The Great Suppression is depressing as hell and while I think every American should care about the state of democracy in their own country, I get that lots of people are just not interested in politics, whether because they're largely unaffected by politics, or whether they've given up on a system that doesn't seem to care about them. But calling things "just politics" is I think a misnomer. Nothing is just politics; policy decisions that are made to appeal to certain groups of voters have real life consequences for actual people. Chances are pretty good that one day one of those policy decisions will apply to you. "First they came for the Communists...." and so on.

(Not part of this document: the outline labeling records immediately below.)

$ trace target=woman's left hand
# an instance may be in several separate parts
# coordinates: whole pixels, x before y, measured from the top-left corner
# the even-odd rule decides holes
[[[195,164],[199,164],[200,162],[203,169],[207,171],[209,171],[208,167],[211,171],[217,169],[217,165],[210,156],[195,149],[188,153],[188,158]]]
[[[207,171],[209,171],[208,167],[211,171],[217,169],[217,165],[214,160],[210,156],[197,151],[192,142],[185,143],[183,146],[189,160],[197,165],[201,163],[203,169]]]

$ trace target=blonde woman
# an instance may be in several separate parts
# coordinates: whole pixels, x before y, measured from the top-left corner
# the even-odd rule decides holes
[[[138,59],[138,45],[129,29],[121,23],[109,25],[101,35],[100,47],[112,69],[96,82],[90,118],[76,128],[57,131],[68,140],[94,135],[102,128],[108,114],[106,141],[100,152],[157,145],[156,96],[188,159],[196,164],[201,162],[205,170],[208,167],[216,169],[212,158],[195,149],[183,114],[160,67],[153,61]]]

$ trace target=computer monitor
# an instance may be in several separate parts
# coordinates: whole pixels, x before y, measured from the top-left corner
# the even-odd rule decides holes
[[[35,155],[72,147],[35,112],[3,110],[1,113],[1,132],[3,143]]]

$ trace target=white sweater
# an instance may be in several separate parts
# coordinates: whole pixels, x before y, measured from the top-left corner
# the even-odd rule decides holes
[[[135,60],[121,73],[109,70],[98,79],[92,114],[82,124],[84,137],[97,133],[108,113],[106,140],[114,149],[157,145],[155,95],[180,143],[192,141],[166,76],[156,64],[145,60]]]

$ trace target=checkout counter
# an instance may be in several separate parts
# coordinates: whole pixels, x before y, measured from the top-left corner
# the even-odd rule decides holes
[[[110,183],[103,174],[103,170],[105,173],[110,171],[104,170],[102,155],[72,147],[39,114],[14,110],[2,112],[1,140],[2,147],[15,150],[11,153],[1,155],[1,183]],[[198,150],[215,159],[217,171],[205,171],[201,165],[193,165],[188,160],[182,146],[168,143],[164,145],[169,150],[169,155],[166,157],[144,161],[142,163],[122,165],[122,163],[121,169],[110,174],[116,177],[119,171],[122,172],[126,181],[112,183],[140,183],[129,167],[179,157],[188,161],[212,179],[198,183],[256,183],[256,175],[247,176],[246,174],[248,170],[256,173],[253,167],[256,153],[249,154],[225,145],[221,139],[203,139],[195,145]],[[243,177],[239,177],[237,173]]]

I think this is an excellent companion to Democracy in Black and that if you read one you should really read the other. In particular, I think The Great Suppression acts as a reply to Glaude's vision of a "what if we just stopped voting" protest. When you see to the extent to which certain groups are taking things just to keep direct democracy out of the American political process (usually to the benefit of an elite group of large corporation owners), it becomes clear how naive a "blank out" would be as a protest measure. At the same time, it's important to understand just how much of the suppression and disenfranchisement Roth describes is explicitly based on race, whether today or two hundred years ago.
The one complaint I have about the book is that it is maybe too dense. This could be a problem of reading it on ebook (or maybe I'm just not that smart!), but I had to go back and re-read certain passages to understand what, exactly, had just happened. It's definitely not beach reading, that's for sure.